あまりの激痛にコントローラーから右手を離して左腕を押さえ、亮は自室で声にならない叫びをあげる。
歯をガッチリと食いしばり、あたかも身を丸めたイモムシの如く床に転がりながら呻く。
クーラーで部屋の気温は下げているはずなのに、どうにも左腕が焼けるように熱かった。
そして鼻をつく異臭。
カールが作り出した憑神空間は血と石油に酷似した瘴気を孕んでいる。
この異臭はAIDA特有の匂いだと、以前パイに教えられたことがある。
長時間嗅ぎ続ければ鼻どころか神経までどうにかなってしまいそうな死の匂い。
パイはこんな耐え難い匂いの中で戦っていたのだ。
加えて幻痛(ファントム・ペイン)。


「っざけ……やがって……っ!」


見ろ、目の前の女を。
あんなに美味そうに何度も何度も噛み締めながら、俺の肉を喰っている。
仕舞いには床に這い蹲って、零れ落ちた血まで舐めあげているじゃないか。
美しい獣。
銀色の髪、端麗な顔、
紅く変色した黒衣に血が付着するのも気にすることなく、女は一連の動作を続けていた。



「美味しい……美味しい……。
 はぁ……はぁ……ホントに美味しいよ……。
 こんな美味しいもの……あたし、今まで一度も食べたコトない……あぁん……」



飛び散ったハセヲの血飛沫を指で掬い、ペロペロと厭らしく舌で舐りながらカールが薄く哂う。
この光景は明らかに異常だ。
通常、食人行為というものは遭難などの極限状態でも無い限りは誰も思いつかない。
現代に生きる人間には、人が人を喰うという概念などありはしないからだ。
しかしながら時に暴走した愛情が食人行為を起こすことは稀に有る。
愛する者を喰い、体内に納めることで、独占欲をも越えた性的快感を覚えると言うのだ。
カールの場合はまさにそれに該当される。
どうあってもハセヲは楚良だった頃の記憶を取り戻す気配がない。
それどころか、7年間の彼女の想いを否定するかのような態度すらとっている(とカールには見える)。
楚良を再誕させることが望みだったカール。
だから力を欲した。
AIDAにすら感染を赦したというのに、この仕打ちはあんまりだと。
手に入らないのなら……いっそ、大好きな楚良ごとハセヲを喰ってしまえばいい。
そうすれば永遠に彼は自分のものになる。
殺したい程に大好き。大好き過ぎて殺したい。
彼女は“境界”を越えたのだ。
純粋過ぎるが故に。
人としての境界すら越えねば、手に入らないモノがあるから。


「……ッ!?」


歯を食いしばりながらやっとコントローラーを手に取り
再度ハセヲがカールを凝視した時、とある変化が起こっていた。
全身に紅い紋様が走ったかと思うと彼女の纏うドレスの各所に生えていた突起が
メキメキと音を立てて蠢き、更なる変形(へんぎょう)を遂げようとしている。
カール自身もそれに気づいたのか、ほんの一瞬だけ驚いたような顔を見せた。
だがそれは蚊の命程の短さで消え入り、また飛び散ったハセヲの血の処理作業に戻ってゆく。
身を屈め、手を床にぴったりと這わせて、小さな舌先でゆっくり、丹念に大好きな彼の血を舐めて、舐めて。

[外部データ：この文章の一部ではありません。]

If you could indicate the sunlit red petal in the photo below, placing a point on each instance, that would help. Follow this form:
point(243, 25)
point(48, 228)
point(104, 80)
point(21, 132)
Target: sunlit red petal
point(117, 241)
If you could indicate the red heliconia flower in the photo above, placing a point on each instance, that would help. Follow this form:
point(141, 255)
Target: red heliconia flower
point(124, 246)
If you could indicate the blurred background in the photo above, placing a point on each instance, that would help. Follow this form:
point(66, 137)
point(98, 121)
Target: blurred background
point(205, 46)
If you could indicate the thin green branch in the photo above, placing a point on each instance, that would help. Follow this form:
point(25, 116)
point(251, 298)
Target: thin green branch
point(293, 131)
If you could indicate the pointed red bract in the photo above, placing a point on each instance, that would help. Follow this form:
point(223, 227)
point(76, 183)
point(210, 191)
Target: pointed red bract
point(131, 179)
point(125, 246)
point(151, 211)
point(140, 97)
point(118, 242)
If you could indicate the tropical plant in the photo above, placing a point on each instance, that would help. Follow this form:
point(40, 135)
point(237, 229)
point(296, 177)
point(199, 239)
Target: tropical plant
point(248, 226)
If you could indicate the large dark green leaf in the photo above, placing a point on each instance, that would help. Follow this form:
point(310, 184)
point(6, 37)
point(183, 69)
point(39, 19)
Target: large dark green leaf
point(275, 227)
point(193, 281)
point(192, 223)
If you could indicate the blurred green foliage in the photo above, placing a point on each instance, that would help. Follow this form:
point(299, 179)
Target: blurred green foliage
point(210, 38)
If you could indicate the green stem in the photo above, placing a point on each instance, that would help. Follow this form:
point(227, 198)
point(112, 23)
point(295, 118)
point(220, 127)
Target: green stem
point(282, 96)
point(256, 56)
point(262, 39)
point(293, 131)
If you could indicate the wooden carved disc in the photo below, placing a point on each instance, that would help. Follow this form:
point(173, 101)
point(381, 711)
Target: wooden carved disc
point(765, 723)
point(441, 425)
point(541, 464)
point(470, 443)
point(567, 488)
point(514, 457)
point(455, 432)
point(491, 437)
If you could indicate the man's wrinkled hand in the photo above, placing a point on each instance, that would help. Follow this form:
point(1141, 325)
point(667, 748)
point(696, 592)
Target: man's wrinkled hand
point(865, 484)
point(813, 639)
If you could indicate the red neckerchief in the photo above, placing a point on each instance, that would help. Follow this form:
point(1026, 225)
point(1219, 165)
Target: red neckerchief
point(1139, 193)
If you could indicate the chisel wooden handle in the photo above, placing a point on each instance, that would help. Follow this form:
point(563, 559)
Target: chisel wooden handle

「(何つー……嬉しそうな顔して舐めてやがんだ……カールのやつ……!)」



舐め続けている間にも彼女の変化は止まらない。
特に背部の変化が著しく、大きく隆起した3本の突起物がズルリとその先端を覗かせ
ついには巨大な尻尾を思わせる長さにまで到達、それぞれが意志を持つかの様に鋭利な紅い先端をボウッと輝かせた。
異形。
今この時、カールのAIDA侵食率は80%を突破した。
それに伴うB-stフォームの進化。
彼女の意志とは関係なしに、だ。


「(……俺を喰ったから!?)」


八相の碑文全てをそのPCボディに宿すハセヲ。
もしそれをAIDAが喰ったとしたら……今まで何度も見てきたではないか。
パイも、エンデュランスも、アトリも、朔も、オーヴァンも……碑文使いという器を得たAIDAの凶暴性を。
AIDAは電気信号の中に巣食うコンピューターウイルスにして知的生命体。
人間の心、精神もまた脳内を飛び交う電気信号によって構成されている。
AIDAが人間に興味を持つのは遅かれ早かれ必然的だったのだ。
かつてエンデュランスに憑依したAIDAがミアの姿を模し、彼の傍に居たように
カールもまたAIDAにとっては居心地の良い宿主と呼べるのかもしれない。
そしてAIDAは進化する。
寄生したカールがハセヲの血と肉を取り込んだことで、彼女の中のAIDAは新たな碑文の力を得た。
その結果があの姿。尻尾が3本も生え、ドレスの各部位から突起を生やした獣の姿。
カールが自ら望んでそうしたのか、彼女の中のAIDA……トライエッジがそうさせたのかは定かではない。
或いは互いの利害が一致しただけか。
ならば彼女とトライエッジの関係は良好と言える。
オーヴァンがトライエッジを危険な友人と呼んでいたように、彼はAIDAを完全にコントロール・共生できてはいなかった。
絶えずAIDAの侵食と戦いながら妹アイナを救う手立てを模索していた。
だが今回のカールとトライエッジの関係はまるで……。


「この子も……きみが欲しいって……そう言ってるよ……ハセヲ」


カールの左肩で蠢くトライエッジ。
やはりハセヲのPCを一部とは言え喰った影響か、目に見えて先程より活性化している。
あれはオリジナルなのかそれともコピーなのか。
いつカールはAIDAに感染していたのか、など……もうどうでもいい。
今この状況がとてつもなくヤバいことに変わりはないのだから。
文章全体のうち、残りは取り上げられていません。